Oxidative dehydrogenation of n-butane to butadiene catalyzed by new mesoporous mixed oxides NiO-(beta-Bi2O3)-Bi2SiO5/SBA-15 system

Abstract

NiO-beta-Bi2O3-Bi2SiO5/SBA-15 catalysts, containing 10−20 wt% Ni and 10−30 wt% Bi loaded as metal weight on mesoporous SiO2 support (SBA-15), were utilized for the oxidative dehydrogenation of n-butane to butadiene, comparing from the viewpoint of Bi oxide phase and combination balance with Ni oxide and the support. Bi2SiO5 and beta-Bi2O3 phases change depending on Ni/Bi ratio. “Reverse core-shell” structure with uniform mesoporosity catalytically active for the oxidative dehydrogenation of n-butane to butadiene was successfully synthesized with semi-dry conversion method. The shell was formed as Bi2SiO5/SBA-15 by partially dissolving an array of silanol inside SBA-15 mesopores with impregnated bismuth nitrate. The Bi2SiO5 of the shell was increased by co-impregnated nickel nitrate. The layered core faced to mesopore was formed as catalytically active NiO/beta-Bi2O3 on the shell.
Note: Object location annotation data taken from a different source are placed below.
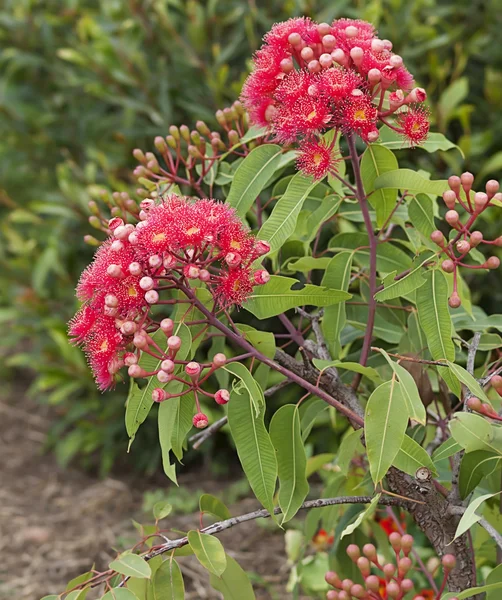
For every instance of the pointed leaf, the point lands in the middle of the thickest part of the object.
(375, 161)
(209, 552)
(254, 447)
(131, 565)
(168, 581)
(276, 297)
(386, 418)
(282, 221)
(234, 584)
(285, 433)
(252, 175)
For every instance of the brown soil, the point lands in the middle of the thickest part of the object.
(55, 523)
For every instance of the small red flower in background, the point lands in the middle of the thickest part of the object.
(322, 540)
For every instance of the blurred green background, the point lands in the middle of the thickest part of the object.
(84, 82)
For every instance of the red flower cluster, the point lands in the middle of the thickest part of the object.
(174, 242)
(309, 78)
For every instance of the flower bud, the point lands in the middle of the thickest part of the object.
(475, 239)
(193, 369)
(261, 277)
(448, 561)
(452, 217)
(152, 296)
(450, 198)
(454, 300)
(222, 396)
(200, 421)
(146, 283)
(167, 326)
(159, 395)
(438, 238)
(136, 371)
(191, 271)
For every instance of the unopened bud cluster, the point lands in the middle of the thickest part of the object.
(311, 77)
(382, 580)
(177, 245)
(464, 238)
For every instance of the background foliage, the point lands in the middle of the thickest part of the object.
(82, 83)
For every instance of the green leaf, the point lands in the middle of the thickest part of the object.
(234, 584)
(119, 594)
(416, 408)
(412, 456)
(469, 518)
(337, 276)
(131, 565)
(386, 418)
(209, 552)
(421, 214)
(375, 161)
(285, 433)
(434, 142)
(364, 515)
(468, 380)
(252, 175)
(168, 581)
(247, 382)
(282, 221)
(406, 179)
(254, 447)
(276, 297)
(214, 506)
(474, 467)
(368, 372)
(434, 317)
(472, 432)
(161, 510)
(447, 449)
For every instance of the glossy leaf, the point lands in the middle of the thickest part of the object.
(285, 433)
(168, 581)
(386, 418)
(276, 297)
(282, 221)
(252, 175)
(254, 447)
(209, 551)
(375, 161)
(233, 583)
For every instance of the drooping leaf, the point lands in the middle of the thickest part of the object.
(209, 551)
(469, 518)
(285, 433)
(282, 221)
(131, 565)
(233, 583)
(375, 161)
(247, 382)
(254, 447)
(412, 456)
(364, 515)
(406, 179)
(251, 176)
(214, 506)
(276, 297)
(168, 581)
(386, 418)
(337, 276)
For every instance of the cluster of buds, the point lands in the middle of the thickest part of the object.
(176, 245)
(464, 239)
(383, 581)
(309, 78)
(188, 155)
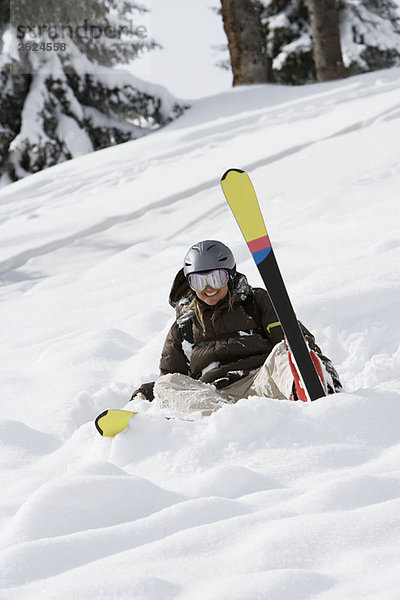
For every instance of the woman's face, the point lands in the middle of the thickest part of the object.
(212, 296)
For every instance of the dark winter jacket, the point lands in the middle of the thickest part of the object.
(239, 333)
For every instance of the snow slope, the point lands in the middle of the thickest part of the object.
(264, 499)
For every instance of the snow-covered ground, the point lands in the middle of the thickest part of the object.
(265, 499)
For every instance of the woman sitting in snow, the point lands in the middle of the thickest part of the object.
(226, 342)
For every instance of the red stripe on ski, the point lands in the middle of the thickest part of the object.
(259, 244)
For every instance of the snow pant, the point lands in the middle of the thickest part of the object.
(273, 379)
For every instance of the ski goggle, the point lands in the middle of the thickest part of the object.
(215, 279)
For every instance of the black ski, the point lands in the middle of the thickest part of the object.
(243, 202)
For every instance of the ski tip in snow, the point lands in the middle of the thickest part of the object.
(113, 421)
(229, 171)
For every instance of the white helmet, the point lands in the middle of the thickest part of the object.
(207, 256)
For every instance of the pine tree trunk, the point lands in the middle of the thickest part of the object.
(326, 39)
(246, 41)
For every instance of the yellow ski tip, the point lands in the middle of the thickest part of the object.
(242, 199)
(113, 421)
(225, 175)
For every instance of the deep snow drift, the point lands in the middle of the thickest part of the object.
(264, 499)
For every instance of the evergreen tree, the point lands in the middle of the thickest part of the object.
(60, 95)
(369, 37)
(246, 40)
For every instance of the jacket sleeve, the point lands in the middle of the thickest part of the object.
(173, 358)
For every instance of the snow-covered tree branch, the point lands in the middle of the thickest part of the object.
(61, 94)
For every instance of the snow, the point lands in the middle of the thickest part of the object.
(265, 498)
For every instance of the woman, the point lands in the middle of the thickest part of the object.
(226, 342)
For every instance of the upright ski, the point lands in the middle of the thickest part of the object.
(243, 202)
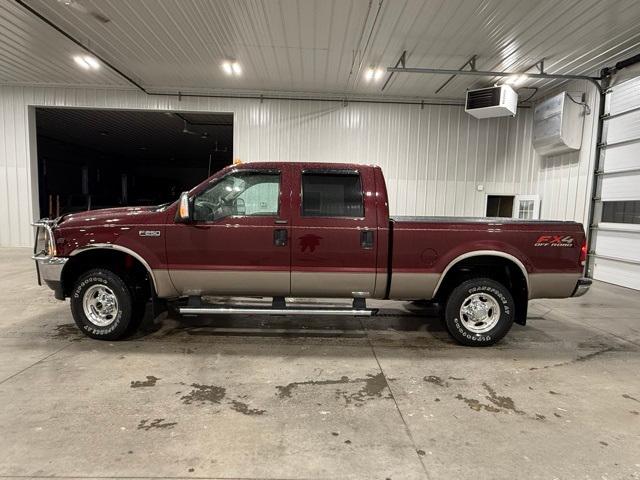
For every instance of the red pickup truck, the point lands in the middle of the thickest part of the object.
(303, 230)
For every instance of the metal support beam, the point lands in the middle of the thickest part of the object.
(401, 61)
(488, 73)
(472, 65)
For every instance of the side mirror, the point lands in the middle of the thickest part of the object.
(184, 213)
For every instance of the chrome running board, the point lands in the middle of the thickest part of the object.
(226, 310)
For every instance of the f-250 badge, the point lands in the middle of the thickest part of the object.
(554, 241)
(149, 233)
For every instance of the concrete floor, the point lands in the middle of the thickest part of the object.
(385, 398)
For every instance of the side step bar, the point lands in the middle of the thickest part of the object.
(278, 306)
(226, 310)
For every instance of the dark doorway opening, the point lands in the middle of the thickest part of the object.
(500, 205)
(90, 159)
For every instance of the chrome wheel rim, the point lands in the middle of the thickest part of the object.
(480, 312)
(100, 305)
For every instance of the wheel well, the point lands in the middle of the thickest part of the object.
(121, 263)
(500, 269)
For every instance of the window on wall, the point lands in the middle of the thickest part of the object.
(500, 205)
(333, 194)
(526, 207)
(621, 212)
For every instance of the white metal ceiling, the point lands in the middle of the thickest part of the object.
(312, 46)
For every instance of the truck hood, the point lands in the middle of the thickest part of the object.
(111, 216)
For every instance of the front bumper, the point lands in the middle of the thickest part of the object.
(582, 287)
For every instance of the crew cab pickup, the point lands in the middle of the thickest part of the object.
(304, 230)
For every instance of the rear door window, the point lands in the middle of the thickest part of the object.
(332, 194)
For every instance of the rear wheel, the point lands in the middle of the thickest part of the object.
(103, 306)
(479, 312)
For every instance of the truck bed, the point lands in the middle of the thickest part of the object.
(422, 248)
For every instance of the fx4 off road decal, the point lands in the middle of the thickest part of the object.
(555, 241)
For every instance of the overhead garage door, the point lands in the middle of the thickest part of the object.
(617, 215)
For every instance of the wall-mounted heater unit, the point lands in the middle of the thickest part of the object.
(500, 101)
(557, 125)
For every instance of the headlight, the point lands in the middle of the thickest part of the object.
(45, 242)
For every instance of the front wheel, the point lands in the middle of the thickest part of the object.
(102, 305)
(479, 312)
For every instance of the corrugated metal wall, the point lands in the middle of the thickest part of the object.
(433, 157)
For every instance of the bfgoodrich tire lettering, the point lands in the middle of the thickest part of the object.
(122, 317)
(493, 306)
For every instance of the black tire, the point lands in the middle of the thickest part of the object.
(120, 322)
(469, 330)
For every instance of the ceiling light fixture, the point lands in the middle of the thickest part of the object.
(232, 68)
(374, 74)
(516, 80)
(86, 62)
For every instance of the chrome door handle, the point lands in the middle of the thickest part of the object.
(366, 239)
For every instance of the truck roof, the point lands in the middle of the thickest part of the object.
(324, 165)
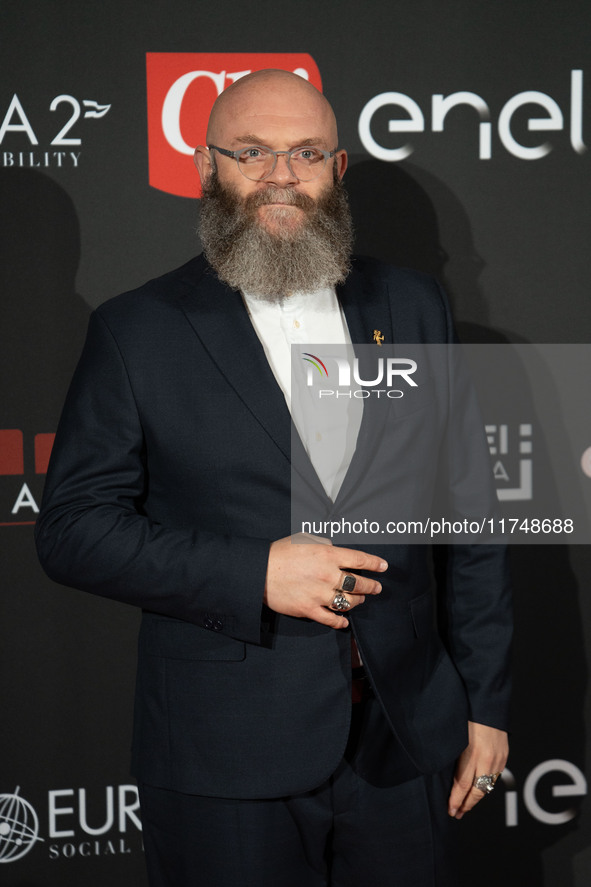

The degrees of formation Bi2SiO5 and beta-Bi2O3 reflected in the butadiene selectivity through changing the reducibility and dispersion properties. The catalyst with moderate loading of 20 wt% Ni and 10 wt% Bi exhibited a high advantage in the n-butane conversion: 30 % and butadiene selectivity: 49 % at 450 °C compared to the less and excess loaded catalysts. The catalytic performance of other mesoporous silica support catalysts also changed differently depending on Bi2SiO5 and beta-Bi2O3 phases.